If you teach a mind to fish...workshops featuring Learning to Learn,
cross-curricular video series for secondary students and teachers.
Background
     Traditionally secondary teachers have not been taught how to teach LEARNING, actual techniques to help students become more independent academically. Instead we have been trained to deliver curriculum, and most of us assume that assigning more reading is the key to student improvement. If you are a teacher in a classroom you KNOW that our students come to us believing that learning is a passive process, that teachers will and are supposed to'bring and deliver' information.
     I knew I had to change the way I delivered instruction to get my students to become more active learners. This epiphany came to me in my sixth year of teaching high school English, after I took over one hundred hours of adolescent litearcy training through the Oakland, California based Strategic Literacy Initiative. From 1999-2004, I then worked with students and teachers to introduce the research based, cross-curricular learning strategies I had learned. It became clear that I needed a way to deliver these strategies to all teachers and all students in our district so, I wrote and produced a series of video lessons featuring our own high school students teaching their peers active learning strategies that were already changing their lives. This series, Learning to Learn (formerly known as Reading to Learn) was recognized by state Superintendent of Schools, Jack O'Connell and lauched district wide in the fall of 2003. STAR test scores raised significantly that year. 
     I started Energizing Education to take what we learned out into the world so it can transform the way more of us look at secondary education and learning. 
     Please read some of  the current research and data supporting our belief that we MUST focus on this type of teaching in high schools on our Data and Research pages.
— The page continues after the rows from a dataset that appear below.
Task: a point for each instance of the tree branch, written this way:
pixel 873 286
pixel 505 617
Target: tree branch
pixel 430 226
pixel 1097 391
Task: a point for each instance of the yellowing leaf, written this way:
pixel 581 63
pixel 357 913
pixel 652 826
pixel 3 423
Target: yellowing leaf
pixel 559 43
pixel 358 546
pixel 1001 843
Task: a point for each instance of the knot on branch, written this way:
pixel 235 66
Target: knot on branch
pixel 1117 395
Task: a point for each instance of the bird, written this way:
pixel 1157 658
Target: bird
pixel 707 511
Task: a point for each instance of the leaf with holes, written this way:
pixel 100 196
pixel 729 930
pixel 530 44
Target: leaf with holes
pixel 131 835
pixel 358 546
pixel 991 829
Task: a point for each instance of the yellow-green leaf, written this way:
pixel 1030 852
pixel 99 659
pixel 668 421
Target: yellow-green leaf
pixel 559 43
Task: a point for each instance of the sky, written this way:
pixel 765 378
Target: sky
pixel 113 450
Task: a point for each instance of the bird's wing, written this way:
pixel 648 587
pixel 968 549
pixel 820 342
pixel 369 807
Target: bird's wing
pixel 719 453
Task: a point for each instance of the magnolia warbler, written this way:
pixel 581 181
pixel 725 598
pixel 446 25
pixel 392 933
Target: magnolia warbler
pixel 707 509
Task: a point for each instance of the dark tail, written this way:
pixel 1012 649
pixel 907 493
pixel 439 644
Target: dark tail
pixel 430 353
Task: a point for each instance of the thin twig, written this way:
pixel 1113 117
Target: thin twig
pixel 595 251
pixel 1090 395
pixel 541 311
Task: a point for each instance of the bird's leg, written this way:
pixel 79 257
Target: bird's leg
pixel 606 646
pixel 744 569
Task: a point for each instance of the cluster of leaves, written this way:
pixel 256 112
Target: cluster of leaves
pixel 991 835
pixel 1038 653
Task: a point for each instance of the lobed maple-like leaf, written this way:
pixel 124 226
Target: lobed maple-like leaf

    Our workshops, based on the philosophy "If you teach a mind to fish"...are the answer to the huge black hole teachers and students face between learning to decode in elementary school and becoming independent learners when they leave high school which we all know they need to be. 
      Thanks,
      Beth Decker
      Executive Director
      Energizing Education
Newspaper Article 3/28/2007 Contra Costa Times entitled,
"API scores strongest in elementary,"
has some powerful information we MUST look at.
"High schools gained seven points, to a median of 700. That's only 80 points more than in 1999.
The mediocre number embodies the persistent dilemma of high school education reform,
which state Superintendent of Schools, Jack O'Connell called the state's "biggest challenge".
"We're moving in the right direction," O'Connell said,"but we're not where we want to be."
Jim Lanich, president of California Business for Education Excellence says,
" The economic implications are enormous. We have no time left to get this right."
He concluded saying, "We don't know where we are going.
At best, we're treading water without ever arriving at the destination."